Now, my questions are as follows. First they make the assumption that "Each $E_i$ is a matching $\ldots$ Details Omitted". Why can this assumption be made? I can't for the life of me figure out why this needs to be the case.

My second (and more important question) is this. They provide the following example: They state that edges with the same type of label (i.e $x$ and $x'$) belong to the same matching. In their caption, they state that if such a scheme were to exist, then there are some pairs that cannot be stored (such as $x$ and $y$ on the left). This is what I don't understand. They do not provide an explanation beyond the "If it were to exist in our graph, then the underlying scheme cannot store all sets of size two. In particular, it is easy to verify that if this configuration exists, there is no way to store the set $\{x, y\}$".
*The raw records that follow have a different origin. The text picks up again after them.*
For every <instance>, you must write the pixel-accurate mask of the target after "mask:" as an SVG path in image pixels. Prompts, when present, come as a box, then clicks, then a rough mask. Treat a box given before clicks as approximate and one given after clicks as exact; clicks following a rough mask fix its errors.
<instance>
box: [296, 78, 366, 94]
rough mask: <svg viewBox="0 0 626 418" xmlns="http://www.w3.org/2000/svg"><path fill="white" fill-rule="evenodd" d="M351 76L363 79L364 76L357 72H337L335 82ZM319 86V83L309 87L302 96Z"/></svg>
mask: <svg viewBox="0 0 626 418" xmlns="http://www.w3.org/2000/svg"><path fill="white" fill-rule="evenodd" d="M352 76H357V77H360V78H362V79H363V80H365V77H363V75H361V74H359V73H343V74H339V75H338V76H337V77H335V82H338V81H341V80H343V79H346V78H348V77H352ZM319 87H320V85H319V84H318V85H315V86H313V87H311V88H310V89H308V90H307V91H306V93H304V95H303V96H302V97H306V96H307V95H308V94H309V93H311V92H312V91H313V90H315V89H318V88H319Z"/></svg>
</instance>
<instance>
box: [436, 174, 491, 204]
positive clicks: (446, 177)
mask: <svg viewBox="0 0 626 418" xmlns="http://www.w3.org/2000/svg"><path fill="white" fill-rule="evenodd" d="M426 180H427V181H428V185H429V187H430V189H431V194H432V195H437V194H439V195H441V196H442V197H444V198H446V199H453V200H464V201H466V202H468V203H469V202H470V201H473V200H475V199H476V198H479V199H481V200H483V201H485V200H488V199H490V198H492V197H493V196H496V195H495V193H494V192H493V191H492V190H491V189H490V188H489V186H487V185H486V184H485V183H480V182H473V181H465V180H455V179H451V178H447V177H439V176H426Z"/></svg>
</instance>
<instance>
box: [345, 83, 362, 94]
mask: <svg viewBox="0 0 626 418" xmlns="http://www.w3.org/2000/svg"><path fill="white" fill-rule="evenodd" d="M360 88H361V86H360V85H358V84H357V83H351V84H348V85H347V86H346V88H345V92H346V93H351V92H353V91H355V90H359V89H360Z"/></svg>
I am just getting myself familiar in this area, so some of the "obvious" things may not be so obvious to me right away.

Answer 1

First, the reason why the authors had to omit so many details is that the paper was published in a conference (SOCG) with a strict page limit. When you publish your paper, please provide a full version on your website with all the proofs. In my area usually the full details are in an appendix which is not available from the conference website since back in the day, the proceedings were printed and so a strict page limit had to be enforced. Nowadays many proceedings are online only and then there is no page limit, but it seems that your paper dates from before that period.

I'll only address your main question. Consider the structure for storing $\{x,y\}$. When you query $x$, you get either "left" or "right" at the first probe. Say you got "right". Then the right endpoint of the edge $x$ must be 1 (we use the convention that the output is the last bit read, see the paper). When querying $x'$, we read the same first bit, and so the right endpoint of the edge $x'$ must be 0. This means that the left endpoint of $y$ must be 1. This means that when querying $w'$, the first bit read must be "right". But then when we query $w$, we read the right endpoint of the edge $w$ which is 1.

Suppose now that you got "left" in the first probe of $x$. Then the left endpoint must be 1, and so the first probe of $y'$ must be "right". Therefore the right endpoint of $y$ must be 1, and so the first probe of $z'$ must be "left". But then when we query $z$, we answer the left endpoint of $z$ which is 1. In both cases we have reached a contradiction.